Here’s the thing: Eventually, CVS is going to use this information to categorize their employees as healthy or unhealthy. And then they are going to penalize the unhealthy employees, and charge them more for health insurance. Why else would they want this information? They are making it sound like they’re doing employees a favor, making them aware of their health status, but I’m convinced this is just the first step in using health indicators to discriminate against fat people.

Why do I say that? Because they want to know your weight and your BMI. What’s BMI got to do with anything? As we’ve discussed before, it’s just a mathematical formula that some guy made up, and he never expected it to be used to be an indicator of health. So, CVS wants to know how fat you are in two ways – your weight on the scale, and your place on the BMI spectrum. As we know from the constant barrage of news and advertisements, fat is an epidemic and is costing us all a lot of money. So if CVS can figure out how many of its employees are fat, then they can jack the cost of health insurance up on those people, because obviously those people are going to be the ones using up all the health care because of the unending and costly health problems that all fat people have.

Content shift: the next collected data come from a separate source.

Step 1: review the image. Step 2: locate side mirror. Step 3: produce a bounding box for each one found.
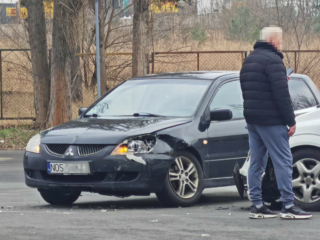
[79,108,87,117]
[210,109,233,121]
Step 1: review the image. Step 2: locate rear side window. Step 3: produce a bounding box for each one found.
[288,79,317,110]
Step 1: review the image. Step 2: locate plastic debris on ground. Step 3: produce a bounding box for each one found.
[201,234,211,237]
[241,207,251,210]
[101,210,107,213]
[215,207,229,210]
[150,220,159,223]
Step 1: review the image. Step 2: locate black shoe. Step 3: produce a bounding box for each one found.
[249,205,277,219]
[280,205,312,219]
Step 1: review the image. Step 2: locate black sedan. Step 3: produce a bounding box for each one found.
[24,71,320,207]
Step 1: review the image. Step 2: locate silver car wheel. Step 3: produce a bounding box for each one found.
[293,158,320,203]
[169,156,199,199]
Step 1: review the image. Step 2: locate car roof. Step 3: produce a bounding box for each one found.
[130,71,309,81]
[129,71,239,80]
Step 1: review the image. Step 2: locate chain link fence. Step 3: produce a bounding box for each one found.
[282,50,320,88]
[0,50,34,120]
[151,51,246,73]
[0,49,319,125]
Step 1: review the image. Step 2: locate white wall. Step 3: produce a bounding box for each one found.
[0,0,18,4]
[197,0,213,15]
[197,0,231,15]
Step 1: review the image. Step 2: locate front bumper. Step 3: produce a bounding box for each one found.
[24,145,174,196]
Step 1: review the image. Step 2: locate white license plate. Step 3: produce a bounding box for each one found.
[47,162,90,175]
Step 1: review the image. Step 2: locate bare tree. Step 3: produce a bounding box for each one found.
[132,0,151,77]
[22,0,50,127]
[69,0,85,102]
[48,0,73,126]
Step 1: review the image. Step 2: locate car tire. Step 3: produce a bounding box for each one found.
[156,151,204,207]
[39,189,81,205]
[291,148,320,211]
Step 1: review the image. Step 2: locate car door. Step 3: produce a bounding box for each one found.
[205,79,249,181]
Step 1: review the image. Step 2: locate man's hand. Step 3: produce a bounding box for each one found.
[287,76,290,82]
[288,125,296,137]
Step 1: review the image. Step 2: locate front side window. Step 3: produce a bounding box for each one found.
[210,80,244,120]
[85,79,212,117]
[288,79,318,110]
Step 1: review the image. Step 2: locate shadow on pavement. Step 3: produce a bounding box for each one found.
[27,191,250,211]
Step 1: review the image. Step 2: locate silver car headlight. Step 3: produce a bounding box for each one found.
[111,136,156,156]
[26,134,41,154]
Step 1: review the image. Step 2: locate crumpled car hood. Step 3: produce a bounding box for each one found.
[40,117,192,144]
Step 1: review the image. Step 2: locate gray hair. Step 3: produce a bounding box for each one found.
[260,26,282,41]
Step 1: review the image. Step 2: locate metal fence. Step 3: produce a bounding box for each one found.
[282,50,320,87]
[0,49,34,120]
[151,51,246,73]
[0,49,319,123]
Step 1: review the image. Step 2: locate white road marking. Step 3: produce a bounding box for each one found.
[0,210,75,215]
[0,158,13,161]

Sorry, I forgot to use the sarcasm font on that last bit.

Here’s the deal: We have to stop discriminating against people based on weight. We have to stop assuming that all fat people are unhealthy – and that all thin people are healthy. I’d like CVS to tell me how they are going to suss out the employees who engage in other unhealthy behaviors. Are they going to demand food journals, to see who’s pulling through the fast food drive-thru every night on the way home from work? No, instead they are just going to assume that the fat people are the ones doing that. Are they going to ask employees to track how many times they work out each week? No, instead they are just going to assume that the non-fat people are the ones doing that.

The common consensus is that more and more companies are going to follow in CVS’s footsteps. Great. So instead of just being unspoken and pervasive, it’s going to become official, public company policy to discriminate against fat people. I’m sure that this pressure, shame, and discrimination will magically make fat people skinny forever. I guess we should all line up to thank CVS for such a miracle!